Выказывая полнейшее равнодушие к зрителям, он махнул кучеру и, повернувшись, помог Пилар выйти из кареты. Пышностью наряда она ему не уступала, одетая в дорожное серое бархатное платье, подбитое розовым атласом. Ее широкополая фетровая шляпа в тон платью была подвязана под подбородком широкой лентой розового тюля. На груди ее матовым блеском переливались искусственные жемчужины, заставляя кожу светиться. Низкий вырез платья был отделан розовым кружевом. Все вместе это составляло чарующую картину. Пилар шла с опущенными глазами, не преминув, однако, метнуть из-под ресниц испепеляющий взгляд в сторону Рефухио, когда тот рассчитанным жестом, полным почтения и обожания, предложил ей руку. Она чувствовала, что он заставляет ее играть ненавистную ей роль, превращая в то, чем она не является на самом деле. Казалось, он смеется над ней. Или же это была присущая ему самоирония?

Они взошли по трапу. За ними шла Исабель. Одета она была просто, в руках несла сундучок, в котором, по-видимому, находились драгоценности ее госпожи. На самом деле там были жалкие остатки их серебра. За ней вышагивал Энрике, рафинированный придворный щеголь в голубых штанах и жилете под светло-серой курткой. В небесно-голубом галстуке сверкал бриллиант, а белые от пудры волосы были тщательно упрятаны на затылке в шелковый мешочек.
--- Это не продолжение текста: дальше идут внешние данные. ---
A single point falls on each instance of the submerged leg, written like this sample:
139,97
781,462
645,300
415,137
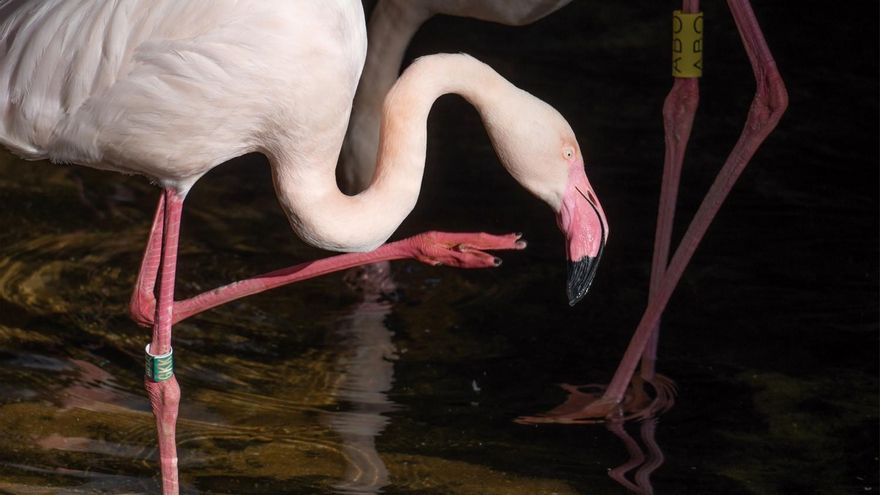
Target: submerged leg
767,107
160,382
678,119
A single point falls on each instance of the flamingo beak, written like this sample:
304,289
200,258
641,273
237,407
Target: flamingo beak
583,222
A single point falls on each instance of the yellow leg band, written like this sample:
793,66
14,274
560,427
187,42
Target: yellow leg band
687,44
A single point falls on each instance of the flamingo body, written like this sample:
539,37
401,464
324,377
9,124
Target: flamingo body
170,89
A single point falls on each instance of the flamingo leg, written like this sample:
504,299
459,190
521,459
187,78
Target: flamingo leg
142,307
767,107
165,394
678,119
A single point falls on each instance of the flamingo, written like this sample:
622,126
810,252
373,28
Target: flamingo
168,90
393,23
766,110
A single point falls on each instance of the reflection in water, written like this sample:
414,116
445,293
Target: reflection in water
366,363
645,462
646,399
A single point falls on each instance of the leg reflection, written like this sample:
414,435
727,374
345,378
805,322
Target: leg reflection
367,370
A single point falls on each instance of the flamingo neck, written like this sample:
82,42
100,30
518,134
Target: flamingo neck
325,217
392,26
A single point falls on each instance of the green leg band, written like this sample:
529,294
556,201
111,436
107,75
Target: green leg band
159,368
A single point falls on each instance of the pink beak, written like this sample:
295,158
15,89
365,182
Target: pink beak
583,222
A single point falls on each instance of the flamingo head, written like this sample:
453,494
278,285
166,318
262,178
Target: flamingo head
539,149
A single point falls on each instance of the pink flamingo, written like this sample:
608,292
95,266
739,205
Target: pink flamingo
393,23
169,90
768,105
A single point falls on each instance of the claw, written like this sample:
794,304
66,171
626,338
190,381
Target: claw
463,250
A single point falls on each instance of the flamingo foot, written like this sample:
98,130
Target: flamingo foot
462,250
165,400
585,403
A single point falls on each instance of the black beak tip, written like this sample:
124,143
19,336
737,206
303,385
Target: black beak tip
580,278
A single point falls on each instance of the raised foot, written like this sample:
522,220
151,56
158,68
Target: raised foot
462,250
585,403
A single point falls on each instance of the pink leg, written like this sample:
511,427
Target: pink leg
767,108
678,120
434,248
143,300
165,395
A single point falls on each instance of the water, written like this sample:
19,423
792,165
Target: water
771,337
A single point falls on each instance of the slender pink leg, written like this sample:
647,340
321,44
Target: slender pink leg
434,248
143,300
767,108
165,395
678,119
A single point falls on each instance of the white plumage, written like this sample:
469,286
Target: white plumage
103,83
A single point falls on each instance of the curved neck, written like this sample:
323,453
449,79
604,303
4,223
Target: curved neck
325,217
392,26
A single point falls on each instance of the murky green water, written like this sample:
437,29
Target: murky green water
772,337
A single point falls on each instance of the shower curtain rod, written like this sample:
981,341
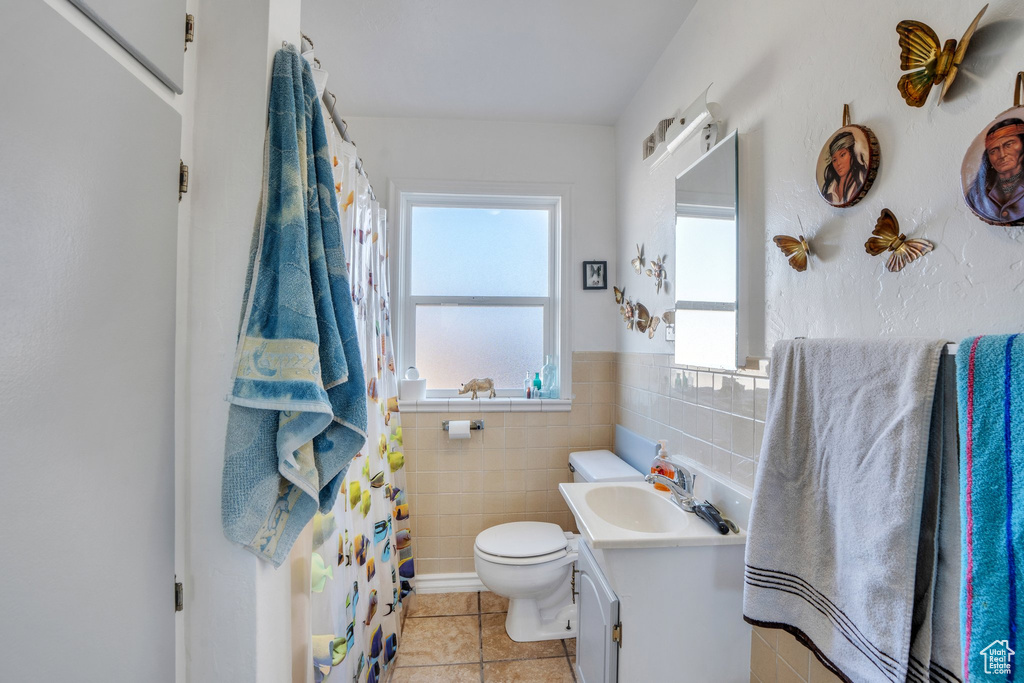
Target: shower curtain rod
342,127
339,123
Балтазар в роли слуги был само совершенство. Он был одет несколько грубовато, волосы его не были напудрены, на лице застыло флегматичное выражение. Он нес один из тюков, выгруженных из кареты. На Чарро был черный костюм для верховой езды, полосатый жилет гармонировал с брюками, заправленными в высокие сапоги из тонкой, мягкой кожи. Через плечо он перекинул лассо, плетенное из кожи. Оно да еще шляпа особого фасона придавали Чарро вид заправского наездника. Его наряд ненавязчиво намекал на некую гасиенду, где выращивают чистокровных арабских лошадей или же быков для арены. Роль, которую он играл, была столь близка его истинной сущности, что выглядел он совершенно естественно.